Kate Burt, Legl’s Head of Risk and Compliance, recently hosted a webinar with Ian Quayle of IQ Legal Training on the impact of the new Register of Overseas Entities (ROE) on law firms. The ROE became effective on 1 August 2022 as a result of the Economic Crime (Transparency and Enforcement) Act 2022.
In the session we discussed the risks facing law firms when acting for overseas entities, and firms acting for clients who are purchasing UK land from overseas entities.
Why has the Register of Overseas Entities been introduced?
The ROE was created following Russia’s invasion of Ukraine and is designed to increase transparency of ownership of overseas entities in an attempt to tackle financial crime.
The ROE is distinct from the Persons with Significant Control (PSC) regime brought about by the Companies Act 2006 which is also held and governed by Companies House.
Who does the Register of Overseas Entities apply to?
The new rules apply to legal entities that are governed by the law of a country or territory outside the UK and have an interest in UK property. This applies across the UK but there are differences in how they operate in England and Wales, Scotland and Northern Ireland due to differences in land registration systems particularly in relation to the date the entity acquired the property.
Register of Overseas Entities - the key points:
- Entities that currently own UK land as well as overseas entities that have disposed of or are intending to dispose of UK land must do so between the dates 28th February 2022 and 31st January 2023.
- There is an obligation on the entity to keep the ROE records up to date.

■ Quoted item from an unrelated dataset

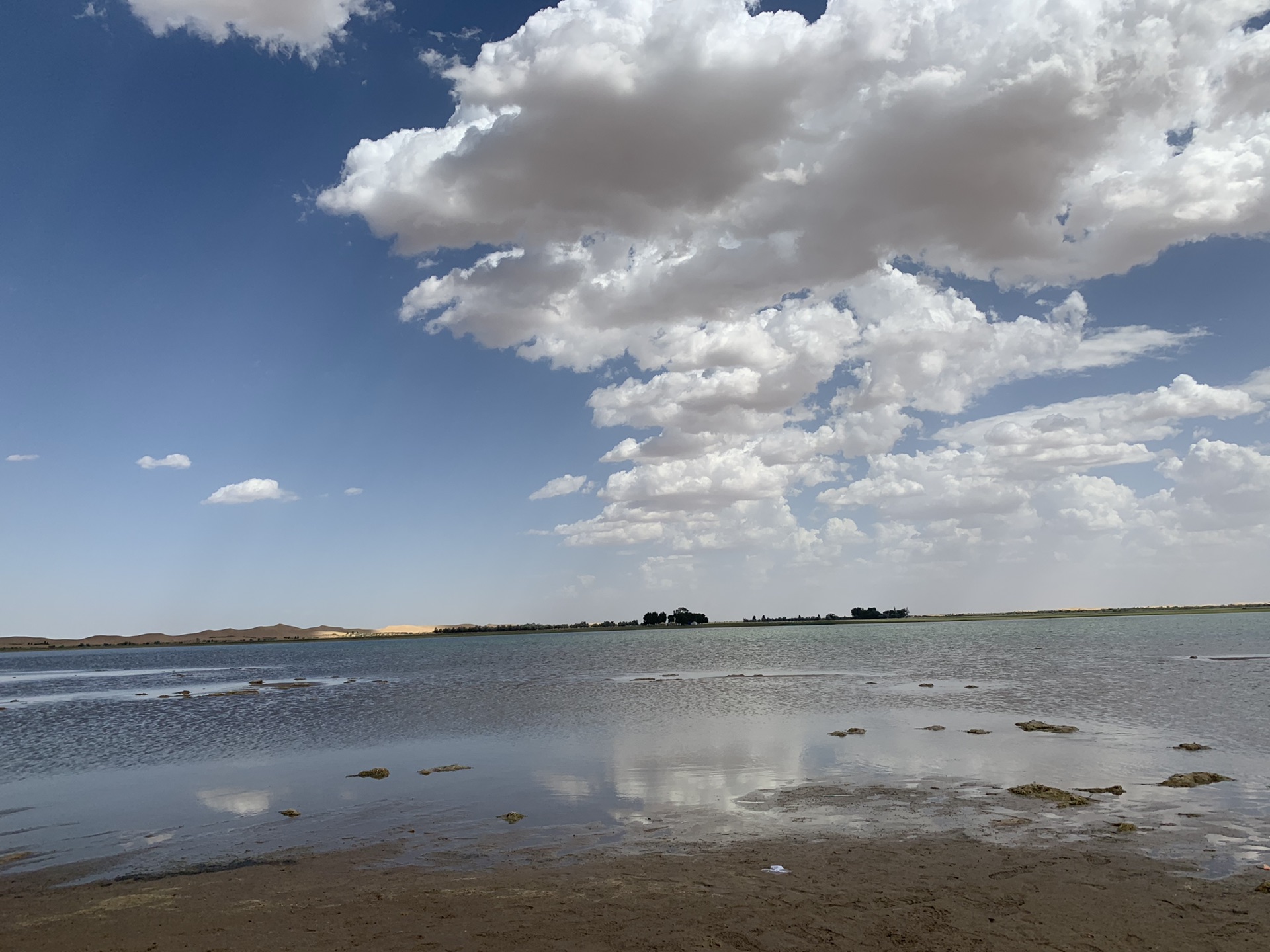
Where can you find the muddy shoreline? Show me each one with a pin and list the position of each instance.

- The consequences of breaching the Economic Crime (Transparency and Enforcement) Act 2022, of which the ROE forms a part, could lead to criminal liability for the entity and potentially their advisors.

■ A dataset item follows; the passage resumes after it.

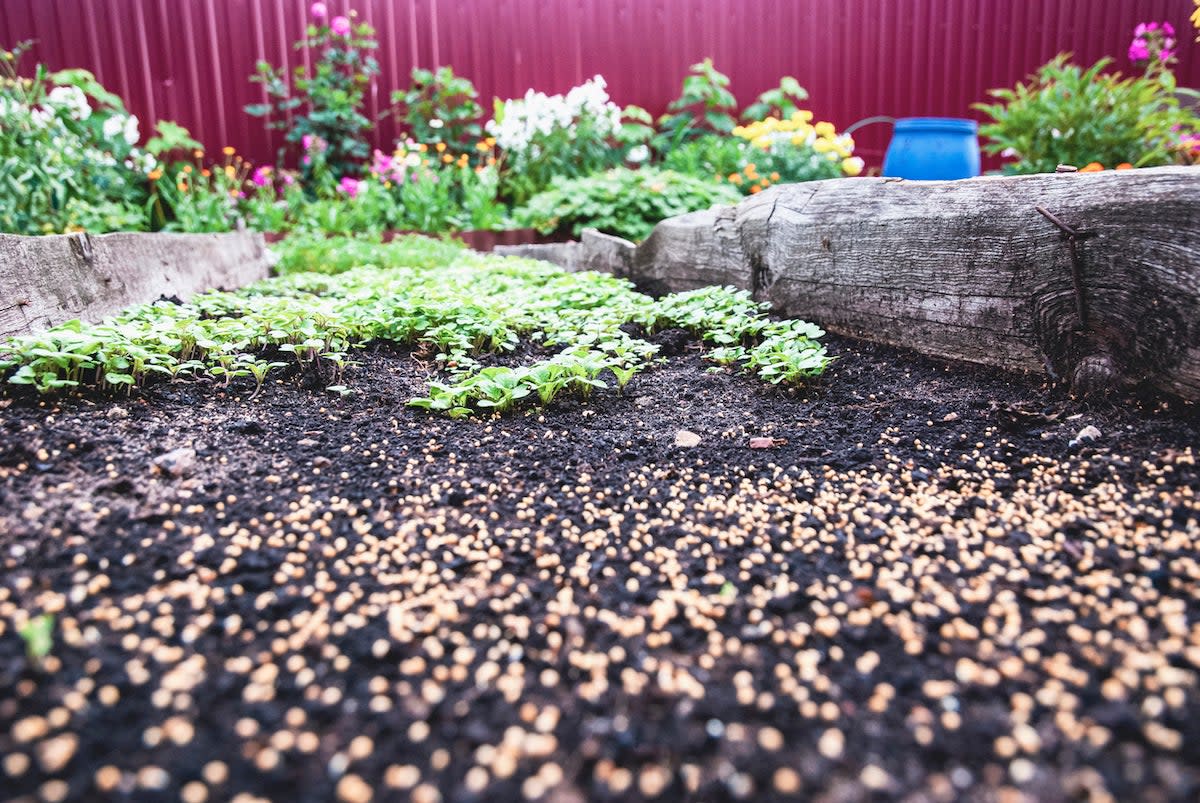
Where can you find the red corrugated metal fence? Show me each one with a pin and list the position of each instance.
(190, 60)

- There are distinct differences between the Anti Money Laundering Regulations (MLRs) and ROE, and the two regimes should not be conflated.

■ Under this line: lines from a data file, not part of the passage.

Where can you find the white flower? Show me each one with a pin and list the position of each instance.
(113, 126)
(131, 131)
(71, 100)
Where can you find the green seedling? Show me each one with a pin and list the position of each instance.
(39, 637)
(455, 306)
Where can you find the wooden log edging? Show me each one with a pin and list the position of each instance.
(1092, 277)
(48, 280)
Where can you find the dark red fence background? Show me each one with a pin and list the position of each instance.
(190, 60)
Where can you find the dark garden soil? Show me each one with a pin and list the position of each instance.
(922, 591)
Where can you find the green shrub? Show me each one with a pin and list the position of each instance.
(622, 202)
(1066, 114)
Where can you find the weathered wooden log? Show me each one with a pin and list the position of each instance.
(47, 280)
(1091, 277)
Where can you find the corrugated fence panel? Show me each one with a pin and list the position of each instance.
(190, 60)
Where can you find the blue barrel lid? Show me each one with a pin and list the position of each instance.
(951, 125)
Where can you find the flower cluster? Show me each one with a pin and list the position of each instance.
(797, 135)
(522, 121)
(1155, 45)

How the ROE interacts with your firm’s existing AML processes
There is a similarity with your current AML regime, however there is a distinction between MLRs and the ROE to be aware of:
- Unlike the MLRs there is no risk-based approach to verification under the new Regulations and so relevant persons must be confident they’ve seen documents and/ or information from reliable, independent sources to verify each piece of relevant information.
- There are different definitions of ‘beneficial owner’. This is because the definitions in the Economic Crime (Transparency and Enforcement) Act 2022 closely mirror the definitions used for the People with Significant Control (PSC) for UK companies. Firms should refer to the Act to understand the conditions to be a registrable beneficial owner.
- Verification required under the The Act is not a ‘supervised activity’ for the purposes of AML, unlike activity under the MLRs. However, knowledge or suspicion of certain activity will still trigger the requirement to submit a Suspicious Activity Report to the National Crime Agency.
Use tech as a tool - not as a silver bullet
If your firm currently acts for overseas entities, has done so in the past or acts in a transaction where one of the parties is an overseas entity you will need to consider your obligations to your client to advise them of the process and possible delays or difficulties relating to transfer of ownership of the property and any other risks, including criminal liability.
Conveyancing firms in particular should assess their exposure by taking the following steps as outlined by Kate Burt and Ian Quayle in our recent webinar.
What your firm should do now
- Consider your exposure in this area by identifying affected matters you’ve acted for since 1999.
- Consider your appetite for working with overseas entities now and in the future.
- Raise staff awareness of the change in legislation and your firm’s approach.